Charter schools may lose their “revolutionary edge” as districts begin chartering schools, warns Justin Torres on Gadfly. Districts may start charters to evade red tape — or “to thwart real competition, preserve jobs (and funding) and cling to the prerogatives of their monopoly.” Even when reformist superintendents start mold-breaking charters, the mold can grow back with a change of district leadership.

What’s the real risk? Putting most of the available energy, political capital, brain power and money into “helping” districts engage in chartering rather than devoting those (limited) assets to advancing the frontier of independent charter schools: removing caps on their numbers and enrollments, creating multiple authorizers, strengthening school autonomy, securing adequate funding and facilities, etc. 

Note, for example, that both New York and Illinois have severely capped non-district charter school growth, thus funneling energy and advocacy (and philanthropy and imagination) into district-approved venues. In both locales, we can see some charter supporters easing the push for stronger charter laws.

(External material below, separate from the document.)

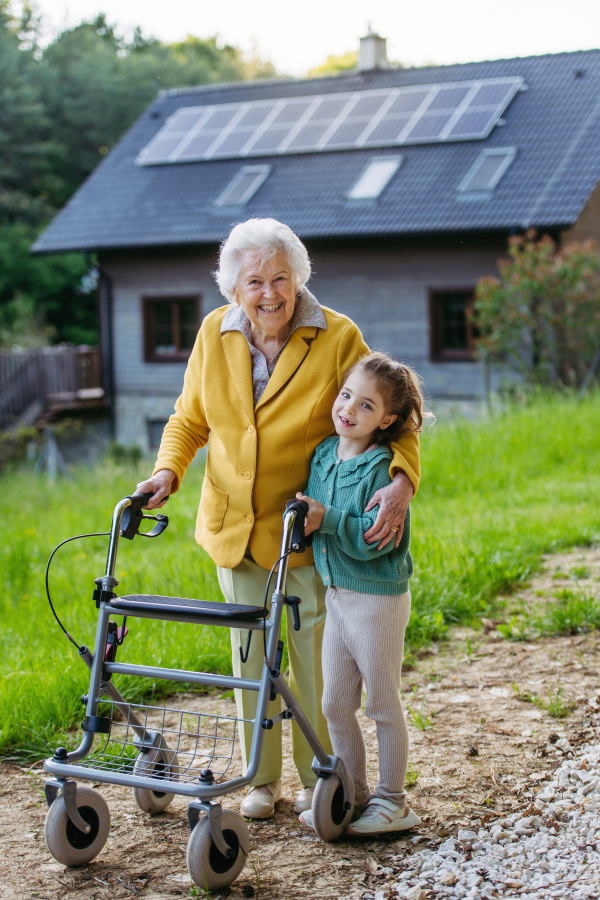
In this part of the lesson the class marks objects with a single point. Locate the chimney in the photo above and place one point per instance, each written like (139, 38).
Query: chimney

Gadfly links to a Monitor story on Chicago’s new charter schools; the teachers’ union calls the mayor’s school reform plan a “rushed” and “risky” experiment. No surprise there.

About Joanne


  1. Nothing all that new here. The NEA has some charter schools, the better to study this strange and frightening new life form at close range.

    I doubt many are likely to be fooled that district-based charters are anything other then an attempt to create the appearence of choice without it’s actuality.

  2. “Parents don’t want their kids to be experimented on,” she says. “They’re tired of it. We’ve had an awful lot of it in Chicago over the past decades.”
    I don’t think there is any chance of success if parents (and the paying public) are not behind the change.